Globus Data Publication Features

  • Publish large research data on your own storage
  • Use standard metadata and curation workflows
  • Publish to public and restricted collections

How it Works

Globus publishing capabilities are delivered through a hosted service. Metadata is stored in the cloud, while published data is stored on campus, institutional, and group resources that are managed and operated by external administrators. To associate a storage resource with a data collection, administrators configure Globus Connect Server for sharing and then associate the endpoint with the data collection through Globus.

Published datasets are organized by "communities" and their member "collections". For example, the Argonne National Laboratory community has several member collections: Advanced Photon Source, Center for Nanoscale Materials, Computing, Environment and Life Sciences, to name a few. Often, collections will map to a department or group within an institution, but this is not required. Globus users can create and manage their own communities and collections through the data publication service. A Collection enables the submission of datasets with policies regarding access.

A dataset comprises data and metadata.
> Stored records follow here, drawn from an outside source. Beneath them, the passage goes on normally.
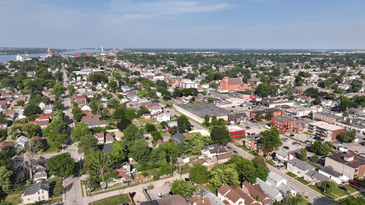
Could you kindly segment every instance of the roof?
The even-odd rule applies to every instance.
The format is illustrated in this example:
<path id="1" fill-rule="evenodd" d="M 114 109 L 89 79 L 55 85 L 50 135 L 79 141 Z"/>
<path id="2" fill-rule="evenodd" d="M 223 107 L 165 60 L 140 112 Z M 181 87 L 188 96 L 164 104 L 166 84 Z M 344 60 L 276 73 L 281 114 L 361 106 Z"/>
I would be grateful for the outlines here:
<path id="1" fill-rule="evenodd" d="M 343 175 L 342 174 L 337 172 L 333 170 L 333 168 L 332 168 L 332 166 L 325 166 L 324 167 L 321 168 L 318 171 L 321 171 L 324 172 L 325 173 L 327 173 L 328 174 L 333 176 L 335 177 L 341 177 Z"/>
<path id="2" fill-rule="evenodd" d="M 182 134 L 178 132 L 174 135 L 172 135 L 172 137 L 175 138 L 177 140 L 178 140 L 180 142 L 182 142 L 185 140 L 185 138 L 186 137 L 185 136 L 182 135 Z"/>
<path id="3" fill-rule="evenodd" d="M 287 163 L 289 163 L 301 169 L 304 171 L 311 169 L 314 169 L 315 167 L 307 163 L 298 159 L 294 158 L 287 161 Z"/>
<path id="4" fill-rule="evenodd" d="M 42 189 L 48 192 L 49 191 L 49 183 L 48 182 L 42 180 L 37 184 L 26 186 L 24 190 L 24 196 L 31 195 L 36 193 L 38 191 Z"/>

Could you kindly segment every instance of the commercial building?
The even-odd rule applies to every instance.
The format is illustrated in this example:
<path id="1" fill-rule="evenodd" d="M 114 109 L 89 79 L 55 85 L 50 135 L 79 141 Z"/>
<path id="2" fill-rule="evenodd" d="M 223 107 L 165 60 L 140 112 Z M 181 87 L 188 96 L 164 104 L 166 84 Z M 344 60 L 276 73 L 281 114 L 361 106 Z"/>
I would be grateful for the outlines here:
<path id="1" fill-rule="evenodd" d="M 180 87 L 182 88 L 198 88 L 198 83 L 187 79 L 183 79 L 180 82 Z"/>
<path id="2" fill-rule="evenodd" d="M 28 59 L 28 54 L 25 54 L 23 55 L 18 54 L 18 55 L 16 56 L 17 61 L 24 61 Z"/>
<path id="3" fill-rule="evenodd" d="M 205 103 L 177 105 L 175 107 L 177 111 L 200 123 L 204 121 L 204 117 L 207 115 L 209 117 L 210 121 L 214 115 L 217 119 L 228 119 L 226 110 Z"/>
<path id="4" fill-rule="evenodd" d="M 360 179 L 365 176 L 365 155 L 338 152 L 326 157 L 324 166 L 331 166 L 350 180 Z"/>
<path id="5" fill-rule="evenodd" d="M 228 78 L 225 77 L 219 83 L 219 89 L 225 91 L 245 90 L 249 87 L 247 84 L 242 82 L 241 78 Z"/>
<path id="6" fill-rule="evenodd" d="M 342 127 L 321 121 L 308 123 L 307 130 L 309 132 L 331 141 L 335 140 L 338 135 L 346 131 Z"/>
<path id="7" fill-rule="evenodd" d="M 271 127 L 276 127 L 281 134 L 293 131 L 294 121 L 285 116 L 271 118 Z"/>
<path id="8" fill-rule="evenodd" d="M 317 121 L 320 121 L 331 124 L 345 120 L 345 118 L 342 116 L 341 113 L 337 113 L 333 111 L 325 111 L 320 113 L 314 113 L 313 119 Z"/>

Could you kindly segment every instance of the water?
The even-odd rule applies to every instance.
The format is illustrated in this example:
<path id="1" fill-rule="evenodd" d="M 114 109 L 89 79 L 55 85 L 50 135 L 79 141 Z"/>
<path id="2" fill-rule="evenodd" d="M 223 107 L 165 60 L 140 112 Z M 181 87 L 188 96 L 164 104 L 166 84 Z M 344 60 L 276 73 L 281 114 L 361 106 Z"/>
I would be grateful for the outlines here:
<path id="1" fill-rule="evenodd" d="M 59 55 L 63 55 L 65 54 L 70 54 L 70 55 L 75 55 L 76 53 L 101 53 L 101 50 L 90 50 L 88 49 L 84 49 L 78 50 L 76 51 L 68 51 L 67 52 L 62 52 L 62 53 L 59 53 Z M 46 54 L 28 54 L 28 56 L 29 58 L 34 58 L 39 57 L 42 55 L 45 55 L 48 54 L 48 53 Z M 16 60 L 16 56 L 18 55 L 0 55 L 0 63 L 3 63 L 6 61 L 8 61 L 9 60 Z"/>

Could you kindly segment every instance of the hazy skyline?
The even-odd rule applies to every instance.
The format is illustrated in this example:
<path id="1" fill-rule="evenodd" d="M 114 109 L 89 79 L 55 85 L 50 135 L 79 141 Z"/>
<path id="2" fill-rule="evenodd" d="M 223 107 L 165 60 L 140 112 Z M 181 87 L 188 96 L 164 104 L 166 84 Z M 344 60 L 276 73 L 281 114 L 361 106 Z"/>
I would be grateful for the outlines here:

Policies can be set on communities or collections to manage:

  • Metadata (schema, requirements)
  • Access control (user and group based)
  • Curation workflow
  • Submission and distribution license
  • Storage

Datasets undergo curation based on a workflow defined by the community that will publish the data. Workflows may be customized by each community to capture their specific metadata and to reflect the community's review process. After the dataset is published, it is discoverable using faceted search that allows the researcher to progressively filter results and rapidly narrow in on the data of interest. The data may then be transferred to a Globus endpoint where the investigator can inspect and further process the data.

We demonstrated an evolving version of data publication and discovery functionality during Ian Foster's keynote at GlobusWorld 2015.